# The consistency of linear systems

1. Feb 10, 2013

### MoreDrinks

1. The problem statement, all variables and given/known data
What conditions do x, y and z need to fulfill for the system of equations to be consistent?

2. Relevant equations
2a + 3b + 5c = x
a + 3c = y
a - b + c = z

3. The attempt at a solution
Not quite sure. The notion of consistency was never discussed in class, nor is it addressed in the linear algebra text. I understand that it simply means having some sort of solution, and that inconsistency means not having any sort of solution - but examples almost always give integers on the right sides of the equations so that you can reduce the rows and see if there's a contradiction (such as 0+0+0=1) or not.

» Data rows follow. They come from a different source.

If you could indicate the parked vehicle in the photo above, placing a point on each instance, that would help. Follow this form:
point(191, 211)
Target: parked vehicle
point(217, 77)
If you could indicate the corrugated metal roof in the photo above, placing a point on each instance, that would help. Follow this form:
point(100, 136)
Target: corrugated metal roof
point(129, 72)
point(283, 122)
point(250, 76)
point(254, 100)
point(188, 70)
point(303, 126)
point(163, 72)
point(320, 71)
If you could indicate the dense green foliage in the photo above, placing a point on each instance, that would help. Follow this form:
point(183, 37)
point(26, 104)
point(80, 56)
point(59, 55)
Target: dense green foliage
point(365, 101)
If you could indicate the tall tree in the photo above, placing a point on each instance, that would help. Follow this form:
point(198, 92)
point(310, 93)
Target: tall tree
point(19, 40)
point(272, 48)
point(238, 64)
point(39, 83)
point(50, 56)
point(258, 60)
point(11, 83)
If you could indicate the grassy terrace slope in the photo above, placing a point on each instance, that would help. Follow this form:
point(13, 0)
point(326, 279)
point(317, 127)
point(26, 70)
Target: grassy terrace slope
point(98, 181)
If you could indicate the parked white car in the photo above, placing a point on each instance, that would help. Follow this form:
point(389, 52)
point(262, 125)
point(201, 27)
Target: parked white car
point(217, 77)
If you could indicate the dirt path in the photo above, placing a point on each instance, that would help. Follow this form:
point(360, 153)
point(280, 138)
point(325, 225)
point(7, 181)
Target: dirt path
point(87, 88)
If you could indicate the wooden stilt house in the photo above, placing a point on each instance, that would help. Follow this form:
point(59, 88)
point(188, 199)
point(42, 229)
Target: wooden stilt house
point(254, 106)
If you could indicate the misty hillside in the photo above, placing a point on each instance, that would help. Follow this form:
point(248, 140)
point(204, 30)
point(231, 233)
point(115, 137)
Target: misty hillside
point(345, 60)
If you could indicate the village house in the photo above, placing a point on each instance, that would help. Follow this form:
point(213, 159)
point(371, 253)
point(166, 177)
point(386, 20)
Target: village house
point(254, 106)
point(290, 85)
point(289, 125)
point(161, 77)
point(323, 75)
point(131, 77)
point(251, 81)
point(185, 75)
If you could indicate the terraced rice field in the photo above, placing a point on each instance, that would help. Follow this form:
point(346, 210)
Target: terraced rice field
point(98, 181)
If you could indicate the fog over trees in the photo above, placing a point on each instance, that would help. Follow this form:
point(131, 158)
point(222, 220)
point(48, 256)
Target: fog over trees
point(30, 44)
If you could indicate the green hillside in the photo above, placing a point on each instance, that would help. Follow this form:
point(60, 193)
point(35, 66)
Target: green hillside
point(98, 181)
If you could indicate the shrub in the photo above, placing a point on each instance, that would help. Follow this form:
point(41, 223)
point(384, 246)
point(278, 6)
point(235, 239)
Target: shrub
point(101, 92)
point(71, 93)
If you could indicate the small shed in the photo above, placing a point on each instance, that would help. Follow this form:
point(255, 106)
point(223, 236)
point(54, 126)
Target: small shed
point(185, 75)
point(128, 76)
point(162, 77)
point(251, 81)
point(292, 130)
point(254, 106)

Is it just "If a, b and c are zero, then x, y and z must not be other than zero" or something of that nature?

2. Feb 10, 2013

### Karnage1993

Have you learned about matrices yet? If so, row reduce the matrix until you reach row reduced echelon form. Then use your example of "0 + 0 + 0 = 1", which is an inconsistent solution, to find out which values for x,y, and z the system is consistent.

3. Feb 10, 2013

### Dick

a, b and c are the variables you want to solve for. So the rows are [2,3,5], [1,0,3] and [1,-1,1]. Yes, reduce them to see if there might be any requirements on x, y and z to get consistency.

4. Feb 10, 2013

### MoreDrinks

I think I get it. Thanks.

Last edited: Feb 10, 2013
5. Feb 10, 2013

### MoreDrinks

But it would seem that to do this, one would need to use an augmented matrix, right? And in that case, isn't it going to be difficult or impossible to isolate x, y and z in order to see what requirements there might be?

6. Feb 10, 2013

### Dick

You could do that. But if you reduce the matrix of just the coefficients and you get that it has full rank, i.e. no zero rows, then there will be no requirements for consistency on x, y and z. Yes? It wouldn't matter much what happens on the augmented side. I think you will get full rank. If I did it right.

7. Feb 10, 2013

### MoreDrinks

Thank you. There's one other where I do not seem to be getting full rank:

1 0 2
2 1 5
1-1 1

First operations: -2R1+R2, -R1+R3

1 0 2
0 0 1
0-1-1

Actually, would the following work? -R3+R2, R2+R1

1 0 2
0 1 2
0 0 1

then using the final row to eliminate the 2's?

Last edited: Feb 10, 2013
8. Feb 10, 2013

### Dick

You do seem to be getting full rank. But that's because you are doing it wrong. It doesn't have full rank. Do the operations one at a time and specify the row you are substituting for. If you wind up with a row of zeros, then you should do the augmented matrix. The expressions in x, y and z in the rows with all zeros are your consistency constraints.

9. Feb 10, 2013

### MoreDrinks

Ahh. By not screwing up the very first operation, it seems to go like so

1 0 2 x
2 1 5 y
1-1 1 z

1 0 2 x
0 1 1 y-2x
1-1 1 z

1 0 2 x
0 1 1 y-2x
0-1-1 z-x

then finally, add R2 to R3

1 0 2 x
0 1 1 y-2x
0 0 0 z-3x+y

So the constraint would be z-3x+y = 0, or else the system is inconsistent.

10. Feb 10, 2013

### Dick

Yes, but you meant add -R1 to R3 in the second step, yes?

11. Feb 10, 2013

### MoreDrinks

Yes, sorry. I'm exhausted. Thank you!

12. Feb 10, 2013

### Dick

Me too. But you did it right. That's what counts. Very welcome!